Tips for Reading and Using Scholarly Articles

Pro Research Tips

It may seem counterintuitive, but you don't need to read scholarly articles from start to finish—in fact, we recommend you skim and read articles out of order! Especially as you're choosing which articles are most relevant to your research, try reading in this order:

  1. Abstract
  2. Introduction
  3. Skip to Discussion and Conclusions
  4. Circle back to Methods and Results if needed

This allows you to discover what the researchers learned through their study and decide if this is relevant to your own research, before you go back and spend more time looking at their methods and data. Usually, the Discussion and Conclusions sections are the parts of the article you should quote or paraphrase in your own paper, since those sections include the main ideas learned through the research study.

Be cautious about referencing information found in the Introduction section of articles. There's a good chance the author is actually referencing previous research, in which case you would want to use the citation to track down the original article and cite that instead.
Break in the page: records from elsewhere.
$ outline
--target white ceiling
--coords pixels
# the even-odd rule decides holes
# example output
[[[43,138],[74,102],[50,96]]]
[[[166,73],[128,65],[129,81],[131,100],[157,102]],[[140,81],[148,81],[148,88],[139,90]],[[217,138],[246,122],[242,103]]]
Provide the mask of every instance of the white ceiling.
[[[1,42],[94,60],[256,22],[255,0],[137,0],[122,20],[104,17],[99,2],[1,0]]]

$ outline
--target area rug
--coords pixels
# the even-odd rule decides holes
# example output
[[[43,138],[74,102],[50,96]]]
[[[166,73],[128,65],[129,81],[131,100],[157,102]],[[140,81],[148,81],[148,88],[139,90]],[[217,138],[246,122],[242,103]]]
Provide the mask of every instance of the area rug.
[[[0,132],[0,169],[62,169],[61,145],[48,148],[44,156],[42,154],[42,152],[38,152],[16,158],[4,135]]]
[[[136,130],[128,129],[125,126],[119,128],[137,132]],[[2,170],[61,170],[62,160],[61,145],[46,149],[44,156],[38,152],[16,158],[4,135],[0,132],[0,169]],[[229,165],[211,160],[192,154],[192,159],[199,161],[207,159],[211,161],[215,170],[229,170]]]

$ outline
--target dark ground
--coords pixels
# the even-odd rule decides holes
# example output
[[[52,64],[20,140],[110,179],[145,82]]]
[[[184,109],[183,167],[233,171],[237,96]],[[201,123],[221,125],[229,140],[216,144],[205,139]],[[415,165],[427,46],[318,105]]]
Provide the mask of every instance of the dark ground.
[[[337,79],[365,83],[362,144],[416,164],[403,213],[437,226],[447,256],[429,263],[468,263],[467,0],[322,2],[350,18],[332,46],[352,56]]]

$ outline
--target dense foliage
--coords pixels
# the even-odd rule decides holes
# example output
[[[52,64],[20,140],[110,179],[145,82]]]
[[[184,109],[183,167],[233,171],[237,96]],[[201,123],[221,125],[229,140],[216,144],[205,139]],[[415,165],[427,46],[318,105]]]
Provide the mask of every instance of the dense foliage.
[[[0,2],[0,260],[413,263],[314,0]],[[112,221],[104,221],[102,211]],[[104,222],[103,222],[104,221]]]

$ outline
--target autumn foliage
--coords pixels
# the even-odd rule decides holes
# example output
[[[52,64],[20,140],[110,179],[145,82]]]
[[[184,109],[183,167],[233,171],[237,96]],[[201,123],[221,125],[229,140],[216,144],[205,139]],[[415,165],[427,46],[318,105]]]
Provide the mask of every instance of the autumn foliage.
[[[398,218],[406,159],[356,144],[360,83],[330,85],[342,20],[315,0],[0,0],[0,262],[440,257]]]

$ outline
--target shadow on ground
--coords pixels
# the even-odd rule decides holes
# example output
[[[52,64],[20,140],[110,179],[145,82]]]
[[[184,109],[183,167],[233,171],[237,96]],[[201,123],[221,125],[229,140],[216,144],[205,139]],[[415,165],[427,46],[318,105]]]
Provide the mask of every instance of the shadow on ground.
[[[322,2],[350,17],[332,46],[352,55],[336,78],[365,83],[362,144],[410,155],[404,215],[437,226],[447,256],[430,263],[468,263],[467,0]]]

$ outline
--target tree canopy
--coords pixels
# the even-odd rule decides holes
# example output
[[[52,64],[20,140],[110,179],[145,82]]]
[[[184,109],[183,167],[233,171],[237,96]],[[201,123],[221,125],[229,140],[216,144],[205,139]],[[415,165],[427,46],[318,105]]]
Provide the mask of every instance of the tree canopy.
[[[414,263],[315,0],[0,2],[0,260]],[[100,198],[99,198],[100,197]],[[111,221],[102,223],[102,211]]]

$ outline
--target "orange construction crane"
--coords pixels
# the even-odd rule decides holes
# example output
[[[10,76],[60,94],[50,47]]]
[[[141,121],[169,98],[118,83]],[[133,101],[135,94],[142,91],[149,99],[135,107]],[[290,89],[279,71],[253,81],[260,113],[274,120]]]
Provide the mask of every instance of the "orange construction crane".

Primary/Empirical Sources and Secondary Sources

Primary source articles describe original research studies; these are also known as empirical articles. Primary source articles are written by the people who conducted the research and mark the first time the research has been published. Secondary sources usually comment on or review primary sources and demonstrate trends over time. Primary sources containing original research start a scholarly conversation, whereas secondary sources continue that conversation through discussion, summaries, and commentary.

You'll most often use primary/empirical articles in your research papers, but secondary sources can be a great way to introduce yourself to a topic or to find a collection of articles related to a topic.
 

  Primary/Empirical Sources Secondary Sources
Definition Sources that present original research, written by the people who conducted the research. Sources that comment on, summarize, review, or discuss primary sources.
Common Formats Original research articles in scholarly journals, conference papers, dissertations. Literature review articles in journals, magazine or newspaper articles summarizing a research study, handbooks with literature review chapters.
Examples

An article detailing how one psychological study was designed, how they analyzed the data, and presenting their original findings.

An article compiling various literature published on a psychological topic over a five-year period, summarizing results from the studies and making commentary on trends.
Clues to Look For Look for a section in the article labeled Method or Methodology—if it's a primary source, this section will describe how they conducted their experiment or research study. Look for the word "review" or the phrase "literature review" in the title of the article or in the article's abstract. A Method or Methodology section may also describe the steps they took to compile their literature review. Newspaper and magazine articles will almost always be secondary sources reviewing or summarizing primary sources.